By E. Donnall Thomas Jr.
One December afternoon last year, I left my desk early to head for the creek and shoot a few ducks. When I stopped at the kennel, I bypassed Rocky, my veteran yellow Lab, in favor of his son Kenai. A promising youngster, Kenai still needed work in the field. Despite the howls of protest from Rocky’s kennel, the low-key hunt I had in mind promised an ideal opportunity to advance Kenai’s training.
There were mallards in the air when I threw the decoys into a favorite backwater, but the birds trading up and down the creek paid no attention to the blocks. I’ve certainly hunted ducks on colder mornings, but the air always feels colder than the thermometer reads when the birds aren’t cooperating. By the time the first hour had passed without an opportunity to fire a shot, I was shivering even if the dog wasn’t.
Finally, a lone greenhead appeared over the cottonwoods and turned into the freshening breeze. He sensed trouble on his final approach, though, and flared prematurely at the edge of shotgun range.
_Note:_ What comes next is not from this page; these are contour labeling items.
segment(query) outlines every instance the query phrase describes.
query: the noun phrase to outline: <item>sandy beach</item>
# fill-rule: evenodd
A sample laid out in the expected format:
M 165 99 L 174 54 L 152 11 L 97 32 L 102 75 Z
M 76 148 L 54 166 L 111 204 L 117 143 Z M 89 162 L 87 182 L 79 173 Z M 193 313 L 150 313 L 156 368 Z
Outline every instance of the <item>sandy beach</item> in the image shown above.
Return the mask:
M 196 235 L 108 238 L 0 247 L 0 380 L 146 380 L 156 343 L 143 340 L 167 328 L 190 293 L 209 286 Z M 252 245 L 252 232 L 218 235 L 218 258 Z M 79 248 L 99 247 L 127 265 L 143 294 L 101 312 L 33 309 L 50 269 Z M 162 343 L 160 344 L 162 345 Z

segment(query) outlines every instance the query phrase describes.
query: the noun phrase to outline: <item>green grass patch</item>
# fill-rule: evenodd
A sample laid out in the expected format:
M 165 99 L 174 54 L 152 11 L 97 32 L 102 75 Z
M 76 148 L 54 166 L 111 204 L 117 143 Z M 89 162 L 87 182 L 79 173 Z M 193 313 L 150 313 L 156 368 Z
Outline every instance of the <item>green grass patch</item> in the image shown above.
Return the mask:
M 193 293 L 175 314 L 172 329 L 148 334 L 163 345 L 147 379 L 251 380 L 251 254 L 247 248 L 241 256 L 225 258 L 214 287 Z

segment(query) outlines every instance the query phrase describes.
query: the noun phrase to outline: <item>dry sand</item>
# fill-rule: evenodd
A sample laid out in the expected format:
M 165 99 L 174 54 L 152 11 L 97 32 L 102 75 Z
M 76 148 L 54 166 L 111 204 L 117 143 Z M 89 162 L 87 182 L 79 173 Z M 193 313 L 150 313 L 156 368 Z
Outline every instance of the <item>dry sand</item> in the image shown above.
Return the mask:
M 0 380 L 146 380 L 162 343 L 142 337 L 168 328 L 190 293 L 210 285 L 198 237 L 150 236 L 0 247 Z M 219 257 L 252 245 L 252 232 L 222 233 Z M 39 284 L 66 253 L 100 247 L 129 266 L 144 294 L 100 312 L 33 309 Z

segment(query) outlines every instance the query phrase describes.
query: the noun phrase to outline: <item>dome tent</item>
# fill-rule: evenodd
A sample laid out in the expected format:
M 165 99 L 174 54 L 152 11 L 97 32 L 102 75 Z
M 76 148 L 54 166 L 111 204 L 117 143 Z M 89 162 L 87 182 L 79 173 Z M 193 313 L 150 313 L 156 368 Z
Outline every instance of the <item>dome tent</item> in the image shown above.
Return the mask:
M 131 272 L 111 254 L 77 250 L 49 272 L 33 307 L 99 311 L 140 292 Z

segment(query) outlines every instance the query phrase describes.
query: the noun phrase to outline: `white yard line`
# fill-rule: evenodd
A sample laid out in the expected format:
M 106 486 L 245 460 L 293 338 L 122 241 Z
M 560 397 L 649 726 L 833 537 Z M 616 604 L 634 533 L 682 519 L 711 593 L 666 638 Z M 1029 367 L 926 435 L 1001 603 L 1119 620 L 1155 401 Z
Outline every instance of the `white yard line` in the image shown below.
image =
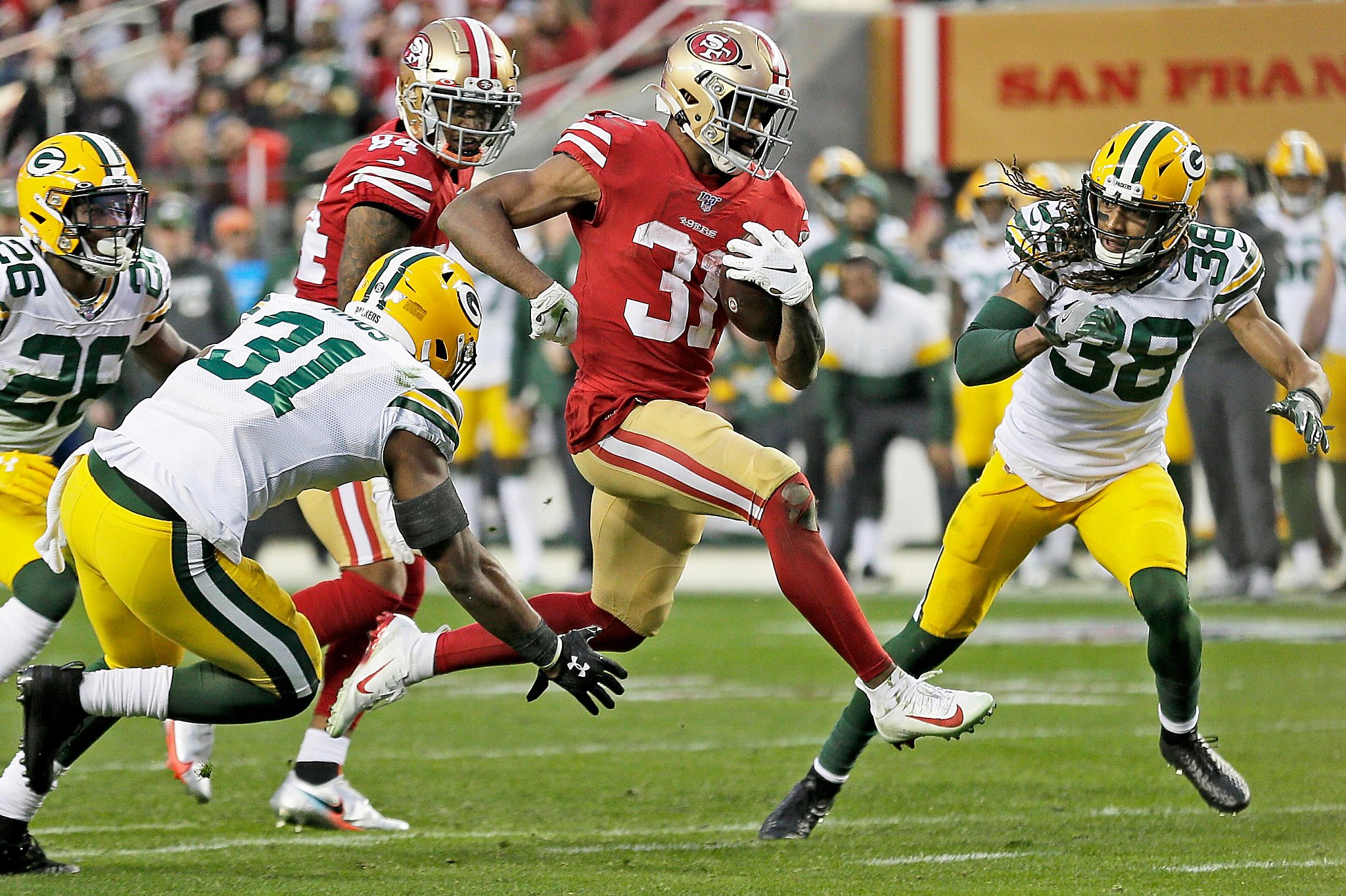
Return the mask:
M 1346 805 L 1342 803 L 1327 803 L 1327 805 L 1306 805 L 1306 806 L 1272 806 L 1268 809 L 1260 809 L 1261 814 L 1303 814 L 1303 813 L 1346 813 Z M 1061 813 L 1065 815 L 1075 817 L 1097 817 L 1097 815 L 1209 815 L 1210 810 L 1199 806 L 1187 806 L 1180 809 L 1120 809 L 1120 807 L 1105 807 L 1101 810 L 1082 810 L 1082 811 L 1067 811 Z M 1018 813 L 950 813 L 946 815 L 888 815 L 882 818 L 830 818 L 828 819 L 828 827 L 895 827 L 895 826 L 910 826 L 910 825 L 948 825 L 950 822 L 993 822 L 993 821 L 1010 821 L 1022 819 Z M 670 826 L 670 827 L 615 827 L 607 830 L 591 832 L 586 838 L 612 838 L 612 840 L 634 840 L 641 837 L 697 837 L 707 834 L 732 834 L 732 833 L 752 833 L 756 832 L 760 822 L 735 822 L 725 825 L 686 825 L 686 826 Z M 105 829 L 104 833 L 113 833 L 114 830 L 127 830 L 127 826 L 118 826 L 116 829 Z M 141 829 L 149 829 L 143 826 Z M 78 832 L 83 833 L 86 829 L 79 827 Z M 92 829 L 87 829 L 92 832 Z M 75 829 L 50 829 L 39 832 L 43 834 L 58 834 L 58 833 L 75 833 Z M 277 832 L 269 836 L 256 836 L 256 837 L 229 837 L 218 840 L 201 840 L 195 842 L 186 844 L 168 844 L 162 846 L 139 846 L 127 849 L 75 849 L 70 854 L 78 853 L 79 858 L 93 858 L 98 856 L 163 856 L 163 854 L 178 854 L 178 853 L 198 853 L 198 852 L 218 852 L 223 849 L 236 848 L 256 848 L 265 846 L 269 849 L 312 849 L 312 848 L 336 848 L 336 849 L 358 849 L 362 846 L 377 846 L 385 844 L 390 840 L 517 840 L 517 841 L 534 841 L 538 845 L 544 845 L 551 840 L 556 838 L 555 830 L 413 830 L 408 833 L 398 834 L 362 834 L 358 837 L 346 833 L 319 833 L 319 832 L 304 832 L 302 834 L 287 834 Z M 756 841 L 743 841 L 742 844 L 692 844 L 692 845 L 658 845 L 658 844 L 606 844 L 606 845 L 584 845 L 584 846 L 545 846 L 548 852 L 571 852 L 571 853 L 596 853 L 604 852 L 607 849 L 618 849 L 627 852 L 643 852 L 650 849 L 697 849 L 697 848 L 713 848 L 713 849 L 730 849 L 739 846 L 751 846 Z M 61 850 L 58 850 L 61 852 Z M 957 853 L 965 856 L 979 856 L 983 853 Z M 992 857 L 1008 857 L 1011 854 L 1031 854 L 1031 853 L 987 853 Z M 896 857 L 896 858 L 911 858 L 910 862 L 914 864 L 914 857 Z M 872 860 L 871 864 L 903 864 L 892 860 Z M 935 861 L 935 858 L 926 857 L 925 861 Z M 946 860 L 946 861 L 962 861 L 962 860 Z M 970 861 L 970 860 L 968 860 Z M 1318 860 L 1312 860 L 1318 861 Z M 1324 864 L 1341 864 L 1339 860 L 1322 860 Z M 1229 868 L 1242 866 L 1238 864 L 1232 864 Z M 1248 868 L 1260 868 L 1263 864 L 1252 862 L 1246 865 Z M 1180 865 L 1166 868 L 1166 870 L 1193 870 L 1193 869 L 1209 869 L 1219 870 L 1224 865 Z
M 1252 868 L 1338 868 L 1346 865 L 1343 858 L 1276 858 L 1245 862 L 1206 862 L 1205 865 L 1164 865 L 1159 870 L 1172 870 L 1184 875 L 1210 875 L 1217 870 L 1244 870 Z
M 1022 858 L 1039 853 L 938 853 L 934 856 L 892 856 L 890 858 L 865 858 L 865 865 L 945 865 L 948 862 L 980 862 L 995 858 Z

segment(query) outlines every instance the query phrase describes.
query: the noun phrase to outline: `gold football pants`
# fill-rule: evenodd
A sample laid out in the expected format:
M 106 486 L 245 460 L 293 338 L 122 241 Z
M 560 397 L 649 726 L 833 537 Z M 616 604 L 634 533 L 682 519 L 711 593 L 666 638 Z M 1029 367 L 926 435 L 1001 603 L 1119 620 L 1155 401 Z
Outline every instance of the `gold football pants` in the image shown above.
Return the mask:
M 1028 552 L 1067 523 L 1128 594 L 1141 570 L 1187 574 L 1182 502 L 1158 463 L 1131 470 L 1081 501 L 1053 501 L 1011 473 L 997 453 L 949 520 L 917 622 L 941 638 L 966 638 Z

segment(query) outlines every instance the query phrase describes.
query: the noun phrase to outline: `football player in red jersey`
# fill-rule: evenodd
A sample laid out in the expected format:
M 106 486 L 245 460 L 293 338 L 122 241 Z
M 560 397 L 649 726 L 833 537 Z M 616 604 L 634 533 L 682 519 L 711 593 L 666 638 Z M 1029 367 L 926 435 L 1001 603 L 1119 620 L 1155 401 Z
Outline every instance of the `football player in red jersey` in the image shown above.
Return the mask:
M 346 150 L 308 216 L 295 274 L 300 298 L 345 308 L 376 259 L 405 246 L 447 242 L 439 215 L 514 133 L 516 75 L 503 42 L 475 19 L 436 19 L 411 39 L 397 77 L 398 117 Z M 413 615 L 424 594 L 424 563 L 401 543 L 390 504 L 378 509 L 384 485 L 351 482 L 299 497 L 342 575 L 293 596 L 327 650 L 312 727 L 271 799 L 277 817 L 291 823 L 406 829 L 346 782 L 350 742 L 323 731 L 336 689 L 365 653 L 380 614 Z M 178 778 L 198 799 L 209 799 L 209 780 L 199 771 L 209 759 L 210 731 L 168 723 L 168 750 Z
M 534 337 L 569 344 L 579 367 L 565 419 L 595 488 L 594 590 L 532 604 L 553 627 L 594 626 L 595 646 L 629 650 L 668 618 L 705 516 L 746 520 L 766 537 L 786 598 L 855 670 L 879 733 L 899 744 L 957 736 L 991 712 L 991 696 L 898 669 L 822 544 L 800 467 L 704 410 L 727 321 L 721 277 L 781 301 L 769 348 L 782 380 L 804 388 L 822 355 L 800 249 L 808 215 L 775 173 L 797 111 L 789 83 L 785 56 L 760 31 L 700 26 L 669 50 L 658 89 L 666 125 L 587 116 L 541 165 L 494 177 L 440 216 L 472 265 L 533 297 Z M 513 234 L 563 212 L 581 249 L 573 296 Z M 421 638 L 433 639 L 433 669 Z M 431 673 L 509 662 L 521 658 L 479 626 L 421 635 L 409 619 L 385 618 L 350 678 L 361 688 L 342 689 L 328 731 Z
Ordinarily I might have passed up the shot, but Kenai had been waiting so patiently for a chance to retrieve that I felt obligated to provide one.
I wanted a dead duck 30 yards away across the creek to test the young dog’s ability to stay on line through moving water. What I got was a mallard with a broken wing fluttering down in a dense tangle of frozen cattails 150 yards away. Chiding myself for this development, I gave Kenai the line and sent him.
Because of a sharp bend in the creek, the direct route to the bird required the dog to cross the moving water not once but twice before arriving back on the same side from which he had started. He handled that challenge like a pro. Because I’d been standing up to shoot while he lay quietly in the grass, I’d marked the long fall better than he had. I gave him one correction on his way to the cattails, and he read that perfectly. I already knew he had an excellent nose, which he confirmed by running down the crippled bird quickly despite the thickness of the cover. That was the only duck I shot all afternoon.
A lone mallard hardly sounds like the conclusion of an epic duck hunt, but as we walked back up the bank together that night, a limit of geese hanging from the game strap couldn’t have made me happier. I wouldn’t walk across the street to shoot a limit of ducks without a good retriever at my side, and most veteran duck hunters I know share similar feelings. Ethical concerns for lost birds aside, a good retriever is simply an essential part of the waterfowling experience.